While some of the arrangements and performances on this LP are most assuredly more intricate - and nine of them appear in other CV101 articles - none is more heartfelt, and for some people whom I know very, very well who are intimately familiar with this album - this is their favorite track - new parents, many of them, and that is not surprising.

Nor is it surprising that today's KT of George Grove, Bill Zorn, and Rick Dougherty also regularly include "Goodnight, My baby" in their annual series of holiday concerts, as they did here in their 2008 Christmas CD On A Cold Winter's Night:



Lead vocal here is by Dougherty, who owns the sweetest and truest tenor voice of any of the singers who have ever been a part of the group - by which no disrespect is intended toward Nick, who was actually a high baritone with an amazing and elastic upper range.

The other professional folk group still performing the number also has roots deep in the 1960s pop folk revival.
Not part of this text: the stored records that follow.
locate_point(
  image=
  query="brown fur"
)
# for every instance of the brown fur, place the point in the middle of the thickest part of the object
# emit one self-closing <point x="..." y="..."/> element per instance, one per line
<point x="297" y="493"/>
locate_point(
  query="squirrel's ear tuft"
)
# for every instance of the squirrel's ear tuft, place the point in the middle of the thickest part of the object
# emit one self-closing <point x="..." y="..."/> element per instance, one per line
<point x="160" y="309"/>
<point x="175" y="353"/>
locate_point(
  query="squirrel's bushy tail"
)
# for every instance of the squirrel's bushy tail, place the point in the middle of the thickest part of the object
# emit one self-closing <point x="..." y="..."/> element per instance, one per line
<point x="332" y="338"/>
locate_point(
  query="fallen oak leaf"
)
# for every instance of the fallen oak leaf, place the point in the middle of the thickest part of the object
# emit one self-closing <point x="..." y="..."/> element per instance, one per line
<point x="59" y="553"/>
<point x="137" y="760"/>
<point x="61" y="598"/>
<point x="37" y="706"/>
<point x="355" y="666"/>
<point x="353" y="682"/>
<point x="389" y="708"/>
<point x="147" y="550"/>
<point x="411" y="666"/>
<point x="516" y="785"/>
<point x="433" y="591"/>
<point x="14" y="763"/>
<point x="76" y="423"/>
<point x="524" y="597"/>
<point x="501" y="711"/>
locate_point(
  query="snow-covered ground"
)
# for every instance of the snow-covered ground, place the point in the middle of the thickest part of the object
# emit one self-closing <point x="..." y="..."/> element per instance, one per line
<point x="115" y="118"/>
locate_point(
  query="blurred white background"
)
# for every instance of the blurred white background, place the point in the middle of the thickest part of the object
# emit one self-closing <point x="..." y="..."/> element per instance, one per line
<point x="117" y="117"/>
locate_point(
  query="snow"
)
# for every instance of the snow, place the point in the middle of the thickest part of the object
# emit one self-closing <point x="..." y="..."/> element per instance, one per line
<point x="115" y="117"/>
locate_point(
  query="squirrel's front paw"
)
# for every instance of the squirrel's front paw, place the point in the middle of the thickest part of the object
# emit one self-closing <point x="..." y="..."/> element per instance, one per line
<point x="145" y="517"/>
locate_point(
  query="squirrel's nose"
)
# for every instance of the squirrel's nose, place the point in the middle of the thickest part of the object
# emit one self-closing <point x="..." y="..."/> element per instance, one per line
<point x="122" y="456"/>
The Makem and Spain Brothers originally included three of the sons of Tommy Makem, who was one of the greatest experts on and performers of traditional Irish balladry - and though contemporary with the KT, a major influence of the latter group's selection of Irish material as well.


This was from a December 2012 show in Boothbay, Maine.

"Goodnight, My Baby, Goodnight" remains among my favorite contemporary Christmas songs for its simple innocence. I was about ten years old when I first heard the tune, a bit past belief in St. Nick but only growing into the adult's appreciation of the magic created by that belief in the ready imaginations of so many little children. I watched as my seven younger brothers and sisters grew into and through that belief and all that it entailed, and no memories of my childhood, adolescence, and young adulthood remain more precious and vivid to me than those of Christmas Eves long past. Our family ritual was always the same: following an early light dinner, the youngest four or five would be bathed, pajama-ed, and brought downstairs to the living room for the ceremonial taping of the socks to the fireplace mantel, to be followed by all of the children sitting around my mother, each clutching one of the figurines of our Nativity set, moving them toward the stable as my mother intoned her greatly simplified retelling of the Gospel of St. Luke - and thence to bed, with the little ones in a hyper state of excitement for the five or so minutes it took them to fall asleep. Something about "Goodnight, My Baby, Goodnight" takes me back to those times like virtually nothing else can.

Upcoming in a couple of days - the eighth edition of a "For The Season" articles on a traditional carol.

3 comments:

Linkmeister said...
This comment has been removed by the author.
Linkmeister said...

The CD is now available at Amazon for the ridiculous price of $3.85.

Hi, Jim!

Pete Curry said...

Jim: The origin of this song is probably the old song "Goodbye My Lover Goodbye," recorded by Bing Crosby, Roy Rogers, etc. It was also included in the book, "Burl Ives Sea Songs," which was published by Ballantine in 1956 and also contains many other songs that ended up in the KT repertoire.